There were tears on her face. She took the towel off her head, held it in her hands, twisting it like she was trying to get the water out.
“What’s the matter?” I asked her.
She put her head in my lap, her hands behind her back. I felt her teeth on the waistband of the pajamas I was wearing. She pulled the string loose, put her mouth on
me. I patted the back of her head, sleek from the water. When I got close, I pulled gently back on her hair but she just sucked harder until I went off in her mouth.

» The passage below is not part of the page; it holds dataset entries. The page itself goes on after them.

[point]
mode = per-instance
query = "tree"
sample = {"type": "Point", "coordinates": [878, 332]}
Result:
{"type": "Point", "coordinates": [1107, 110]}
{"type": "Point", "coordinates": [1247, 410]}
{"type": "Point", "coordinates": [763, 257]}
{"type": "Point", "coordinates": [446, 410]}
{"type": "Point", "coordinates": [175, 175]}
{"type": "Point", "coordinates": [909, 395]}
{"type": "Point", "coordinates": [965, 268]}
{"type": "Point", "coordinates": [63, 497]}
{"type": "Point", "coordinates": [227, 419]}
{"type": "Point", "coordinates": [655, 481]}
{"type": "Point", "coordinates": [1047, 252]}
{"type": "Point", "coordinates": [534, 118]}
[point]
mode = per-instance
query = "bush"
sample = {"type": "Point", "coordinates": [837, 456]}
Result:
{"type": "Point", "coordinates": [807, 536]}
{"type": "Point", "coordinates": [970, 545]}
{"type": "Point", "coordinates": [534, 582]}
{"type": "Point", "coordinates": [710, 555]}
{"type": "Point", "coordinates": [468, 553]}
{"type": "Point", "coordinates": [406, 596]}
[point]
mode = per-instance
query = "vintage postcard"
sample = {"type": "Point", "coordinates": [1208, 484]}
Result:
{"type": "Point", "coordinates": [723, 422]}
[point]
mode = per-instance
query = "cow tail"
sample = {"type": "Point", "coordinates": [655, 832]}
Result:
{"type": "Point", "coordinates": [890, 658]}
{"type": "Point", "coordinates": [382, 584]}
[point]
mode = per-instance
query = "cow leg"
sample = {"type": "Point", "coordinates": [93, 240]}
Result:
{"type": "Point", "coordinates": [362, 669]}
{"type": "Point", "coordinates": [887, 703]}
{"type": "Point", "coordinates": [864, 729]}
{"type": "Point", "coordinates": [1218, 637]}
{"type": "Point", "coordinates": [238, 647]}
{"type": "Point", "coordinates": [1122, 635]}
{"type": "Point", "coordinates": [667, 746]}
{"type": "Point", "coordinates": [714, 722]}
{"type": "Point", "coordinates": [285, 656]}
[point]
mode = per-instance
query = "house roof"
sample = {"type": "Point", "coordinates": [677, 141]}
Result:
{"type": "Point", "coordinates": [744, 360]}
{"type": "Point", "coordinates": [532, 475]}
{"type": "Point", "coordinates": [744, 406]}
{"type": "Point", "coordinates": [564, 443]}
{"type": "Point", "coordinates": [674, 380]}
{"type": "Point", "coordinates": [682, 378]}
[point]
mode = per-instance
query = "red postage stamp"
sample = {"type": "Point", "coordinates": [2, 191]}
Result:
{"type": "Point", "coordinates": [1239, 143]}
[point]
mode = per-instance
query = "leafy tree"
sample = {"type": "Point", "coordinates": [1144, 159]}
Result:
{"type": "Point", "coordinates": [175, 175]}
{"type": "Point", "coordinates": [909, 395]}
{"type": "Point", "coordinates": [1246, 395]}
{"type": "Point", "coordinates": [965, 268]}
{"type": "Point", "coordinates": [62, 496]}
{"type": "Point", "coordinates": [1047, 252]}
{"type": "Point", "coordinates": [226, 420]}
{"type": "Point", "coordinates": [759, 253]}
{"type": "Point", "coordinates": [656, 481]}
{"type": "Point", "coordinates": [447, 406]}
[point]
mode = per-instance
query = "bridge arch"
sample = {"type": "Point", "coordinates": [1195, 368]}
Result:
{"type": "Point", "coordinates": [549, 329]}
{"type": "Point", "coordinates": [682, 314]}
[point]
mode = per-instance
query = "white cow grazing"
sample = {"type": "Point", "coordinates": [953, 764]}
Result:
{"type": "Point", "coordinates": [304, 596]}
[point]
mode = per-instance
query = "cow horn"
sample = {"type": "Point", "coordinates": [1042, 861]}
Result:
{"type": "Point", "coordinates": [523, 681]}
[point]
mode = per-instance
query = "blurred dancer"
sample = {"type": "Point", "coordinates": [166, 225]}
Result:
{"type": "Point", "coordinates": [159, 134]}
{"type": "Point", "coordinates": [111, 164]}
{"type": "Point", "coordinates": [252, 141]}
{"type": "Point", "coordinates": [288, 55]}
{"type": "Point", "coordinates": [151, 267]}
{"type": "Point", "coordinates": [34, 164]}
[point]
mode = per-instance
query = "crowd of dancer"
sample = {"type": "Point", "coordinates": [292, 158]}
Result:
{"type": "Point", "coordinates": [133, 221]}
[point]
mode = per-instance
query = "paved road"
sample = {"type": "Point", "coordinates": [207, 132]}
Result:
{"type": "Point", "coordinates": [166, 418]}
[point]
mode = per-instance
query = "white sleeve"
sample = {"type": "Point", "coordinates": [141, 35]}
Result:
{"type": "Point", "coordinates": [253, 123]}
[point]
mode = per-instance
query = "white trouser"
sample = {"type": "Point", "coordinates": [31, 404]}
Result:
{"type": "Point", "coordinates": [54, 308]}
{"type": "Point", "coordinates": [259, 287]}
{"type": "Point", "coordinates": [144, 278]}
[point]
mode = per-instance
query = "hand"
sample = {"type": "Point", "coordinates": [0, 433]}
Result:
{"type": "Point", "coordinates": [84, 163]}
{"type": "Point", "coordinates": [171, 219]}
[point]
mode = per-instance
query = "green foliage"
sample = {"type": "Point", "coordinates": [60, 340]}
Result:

Friday night, I went back to the poolroom. They gave me a different table this time. Three tables away, a bunch of Chinese guys were playing, but not really, something else was going on. I watched them the way I watch the TV without the sound. Somebody was buying, somebody was selling. I couldn’t tell what.
The red-haired guy came over to my table. “You want to try that shot again?” he asked me.
“No.”
“How come? I’ll give you the same odds.”
“It won’t go on this table. The short rail’s too stiff.”
“So we’ll take the table you had before.”
“I’m here to see Monroe.”
“Yeah, so what? It’ll only take a minute.”
“I’m here to see Monroe,” I told him.
We went through the same door. Monroe was at the table alone this time. I sat down across from him. I could feel the redhead, pushing against a cushion of air just off my left shoulder.
“What?” Monroe said, looking up at him.
“This guy has my money. He hustled me with some trick shot last time he was here. I asked him to do it again, same deal. He wouldn’t do it. I should get a chance, get my money back.”
“How much did you lose?” Monroe asked him.
“A yard.”
Monroe took out a roll of bills, peeled off a hundred, tossed it on the table. “Get lost,” he told the redhead.
“I want it from him,” the redhead said, not moving.
A crackle in the air, all around me. I could feel watchers, like prison. I didn’t move.
Monroe leaned forward. “Don’t be stupid,” he said.
The redhead was so close I could feel the air from his mouth. “I could do it,” he said. “You don’t need some outside shooter, do this job. Way I figure it, it’s a big contract, this guy’s taking my money.”
“Go over there and sit down,” Monroe said. “I’ll talk to you later.”
“Hey, come on, Monroe. This guy don’t look tough to me.”
“Cancer don’t
look
tough either. You’re out of your league. Now, do what I tell you.”
“Hey, fuck you, Monroe.”
Monroe looked at me. “You want to fuck this guy up, Ghost? Little favor for me?”
“No.”
“You don’t do favors for friends?”
“I don’t fuck people up.”
Monroe started to laugh then, a thin, crazy laugh. It sounded like that glass cracking in my hand. Nobody laughed with him.
“What’s so motherfucking funny?” the redhead said.
“You don’t get it, do you, kid?”
The redhead backed away, making a triangle out of me and Monroe with him at the tip.
“Get up,” he said to me.
I didn’t turn around, watching Monroe. “What’s the going rate for assholes, Ghost?” he asked me.
“It’s the same for anyone,” I said.
He laughed again, more juice in it this time. “Okay,” he said.
I got up. The redhead was right in my face. He was staring hard. I moved my eyes around his face, getting his picture. His size and shape, the set of his body.
I sat down again. “Okay,” I told Monroe.